Domestic bond prices, which rallied last week on a string of weak Canadian economic data reports, turned slightly lower ahead of the Bank of Canada’s Business Outlook Survey.
At 8:40 a.m., the Canadian unit was at 98.12 U.S. cents, valuing a U.S. dollar at C$1.0192, up from 98.07 U.S. cents, or C$1.0197, at Friday’s close.
The slight rise in the Canadian dollar follows a 1.8 percent slide last week amid weak domestic data, notably Friday’s disappointing jobs report which all but locked in a Bank of Canada rate cut later this month.
But the modest rebound in the Canadian dollar came against a greenback which remained down against overseas currencies, or crosses, as investors could not ignore the potential fallout in Canada from any economic slowdown in the United States.
“It’s up very slightly against the U.S. dollar but it’s down against just about every other currency on the view that if the U.S. economy is vulnerable then Canada is vulnerable to spillover effects from that,” said Adam Cole, currency strategist at RBC Capital Markets in London.

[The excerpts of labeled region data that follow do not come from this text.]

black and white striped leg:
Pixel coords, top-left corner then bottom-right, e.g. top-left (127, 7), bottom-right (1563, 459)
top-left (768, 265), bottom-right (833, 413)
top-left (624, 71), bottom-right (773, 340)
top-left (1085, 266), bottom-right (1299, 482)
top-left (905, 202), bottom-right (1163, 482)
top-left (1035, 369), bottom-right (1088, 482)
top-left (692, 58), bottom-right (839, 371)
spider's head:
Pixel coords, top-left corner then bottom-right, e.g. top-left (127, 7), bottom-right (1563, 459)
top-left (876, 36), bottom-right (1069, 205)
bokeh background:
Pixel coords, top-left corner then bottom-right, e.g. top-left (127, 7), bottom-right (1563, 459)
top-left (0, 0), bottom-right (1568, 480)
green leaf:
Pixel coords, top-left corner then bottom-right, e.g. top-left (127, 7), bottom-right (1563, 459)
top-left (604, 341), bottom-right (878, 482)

“So the Canadian dollar is gaining a bit (versus the U.S. dollar) by default but gaining less than other currencies.”
The economic calendar in Canada will slow down this week with the central bank’s Business Outlook Survey at 10:30 a.m. and Friday’s manufacturing sales report for November being the two key events.
Investors may look south of the border for direction, given the raft of data and expectations for soft earnings that will strengthen the case for a U.S. Federal Reserve rate cut.
Canadian bond prices gave back some of the gains recorded last week as dealers pocketed some profits ahead of the bank’s Business Outlook Survey.
The report is not expected to alter expectations for the Bank of Canada to cut its key interest rate on January 22, but any signs that business conditions have deteriorated a bit will give the bank more comfort in lowering rates and may boost bond prices.
The overnight Canadian Libor rate was at 4.2500 percent, up from 4.2066 percent on Friday.
The two-year bond was down 2 Canadian cents at C$101.78 to yield 3.262 percent. The 10-year bond fell 10 Canadian cents to C$101.50 to yield 3.808 percent.
The yield spread between the two-year and 10-year bond was 54.7 basis points, up from 55.8 at the previous close.
The 30-year bond was down 32 Canadian cents at C$116.00 to yield 4.062 percent. In the United States, the 30-year treasury yielded 4.393 percent.
The three-month when-issued T-bill yielded 3.64 percent, down from 3.67 percent at the previous close.